Ik ga een stap verder: misschien moeten wij dit niet eens willen. Misschien moeten wij er genoegen mee nemen dat een korte karakterisering niet redelijk is. Er spelen teveel aspecten een rol. Daarbij komt dat u als het ware schuil gaat achter uw werk en subjectieve persoonlijke accenten vermijdt. Dat is kennelijk een bewuste keuze. Daarvoor wordt dikwijls de term stijlloos, zonder eigen stijl, gebruikt. Niet zo?n gelukkige woordkeuze wellicht, want het lijkt te wijzen op een deficit, of zelfs een gebrek aan smaak in uw werk. Men verwacht ten slotte dat een fotograaf naam maakt door juist een uitgesproken eigen stijl te ontwikkelen en die tot handelsmerk te maken.
U vermijdt subjectieve weergave, romantiek en speciale lichteffecten.
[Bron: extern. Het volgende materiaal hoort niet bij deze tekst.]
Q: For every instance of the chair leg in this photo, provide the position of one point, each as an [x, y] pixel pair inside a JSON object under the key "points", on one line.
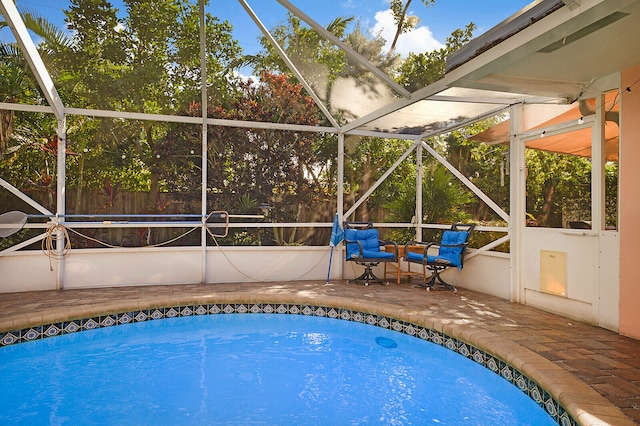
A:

U heeft eens een helder concept gekozen: dat van de centrale, meestal frontale weergave in diffuus licht, een iets verhoogd standpunt, in zwart-wit op groot formaat en een indeling van de onderwerpen in groepen en rijen, die het vormenrepertoire van de industriële architectuur vergelijkbaar maken. Geen enkel element dat afleidt van de centrale uitbeelding. In ongeveer veertig jaar fotograferen bent u uw eigen weg gegaan zonder u te laten afleiden of u aan modieuze tendenzen aan te passen. U laat het werk geheel voor zichzelf spreken en onthoudt u van commentaar. De toeschouwer ziet zich geconfronteerd niet met een foto en niet met een fotograaf, of zelfs een fotografenechtpaar, maar met een gebouw. Hij is alleen met het object, of op een industrieterrein.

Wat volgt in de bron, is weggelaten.